Laura – Não dá para botar todo mundo na mesma categoria. Tem gente que está pensando na diversidade sob ótica da transformação do negócio. Outros estão pensando em salvar a própria pele – para a gente tudo bem contanto que façam (risos). Cada um vai ter sua jornada. Esses líderes que estão falado em redes e sendo questionados pelas pessoas, também estão tentando consertar um problema. A pandemia é um acelerador de futuros.

Camila – Tem uma frase que gosto, de um homem branco, um futurista, é um cara inglês da Trend Watching.

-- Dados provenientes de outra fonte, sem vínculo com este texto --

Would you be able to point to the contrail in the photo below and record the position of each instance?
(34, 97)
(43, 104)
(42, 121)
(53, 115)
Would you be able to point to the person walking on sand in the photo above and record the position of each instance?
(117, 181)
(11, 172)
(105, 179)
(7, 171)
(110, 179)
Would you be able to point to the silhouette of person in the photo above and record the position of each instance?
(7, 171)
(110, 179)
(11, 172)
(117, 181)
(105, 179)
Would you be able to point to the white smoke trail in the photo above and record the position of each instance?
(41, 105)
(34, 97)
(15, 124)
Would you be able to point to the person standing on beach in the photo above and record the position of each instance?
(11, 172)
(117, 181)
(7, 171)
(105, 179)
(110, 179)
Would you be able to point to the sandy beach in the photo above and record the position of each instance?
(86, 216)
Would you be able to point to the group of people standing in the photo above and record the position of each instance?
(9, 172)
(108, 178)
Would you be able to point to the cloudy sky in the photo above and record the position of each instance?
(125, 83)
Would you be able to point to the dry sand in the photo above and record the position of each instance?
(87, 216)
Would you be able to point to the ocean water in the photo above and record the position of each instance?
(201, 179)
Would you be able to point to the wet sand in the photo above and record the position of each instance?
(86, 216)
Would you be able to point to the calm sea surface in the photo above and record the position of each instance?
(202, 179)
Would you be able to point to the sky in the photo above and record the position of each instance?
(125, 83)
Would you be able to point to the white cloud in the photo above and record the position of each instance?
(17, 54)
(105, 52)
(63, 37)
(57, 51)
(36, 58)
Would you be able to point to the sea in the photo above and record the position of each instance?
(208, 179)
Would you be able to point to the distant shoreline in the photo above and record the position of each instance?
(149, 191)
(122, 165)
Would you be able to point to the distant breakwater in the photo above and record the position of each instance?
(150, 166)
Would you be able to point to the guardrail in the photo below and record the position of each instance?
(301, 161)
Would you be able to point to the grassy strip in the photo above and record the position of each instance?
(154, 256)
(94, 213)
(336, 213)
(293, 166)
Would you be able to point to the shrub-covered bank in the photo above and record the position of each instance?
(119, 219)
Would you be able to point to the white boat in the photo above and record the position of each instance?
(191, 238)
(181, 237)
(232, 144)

E ele fala que a gente não pode ficar pensando no que vai acontecer sobre questão de possibilidades para o futuro pós-pandemia. A gente tem que sair desse discurso do que vai ou não acontecer para o que que a gente quer que aconteça. Queremos aproveitar esse momento que parece que acendeu uma faísca na cabeça dessas pessoas. O podcast é a ferramenta que a gente tem agora. Se conseguirmos um patrocínio, vamos resolver também a questão do filtro por freelancers, etnia, caso a usuária queira colocar.

M&M – Falem um pouco sobre a proposta do “Job pra Ontem”.
Laura – Estamos falando de um mercado que precisa pensar em como vai sobreviver. Essa coisa que o mercado sempre teve de se autoalimentar é o que levou a estar como está hoje: menos relevante em relação aos clientes, com um único foco de criatividade, não ter acompanhado tendências. Se não expandirmos o olhar, não resolveremos nada.

Camila – Eu e a Laura usamos esse termo indústria da comunicação como algo que abrange não somente grandes agências de comunicação. Sabemos que há uma série de empresas, pessoas e marcas dentro desse mercado expandido que estão fazendo coisas muito legais. É com essas pessoas que queremos falar. Quando a gente expande esse olhar, acabamos ouvindo pessoas de mercado que não são os grandes nomes, mas que trabalham de outra maneira, têm processos e metodologias criativos diferentes, com olhares à frente em termos de diversidade, já superando os 30%. É curioso, quem tem dificuldade maior em se movimentar – e é natural isso, na verdade –, são os grandes nomes, mais tradicionais. Porque têm estrutura pesada, nome global, board. É tudo mais difícil. Mas tem muita gente fazendo coisas absolutamente incríveis.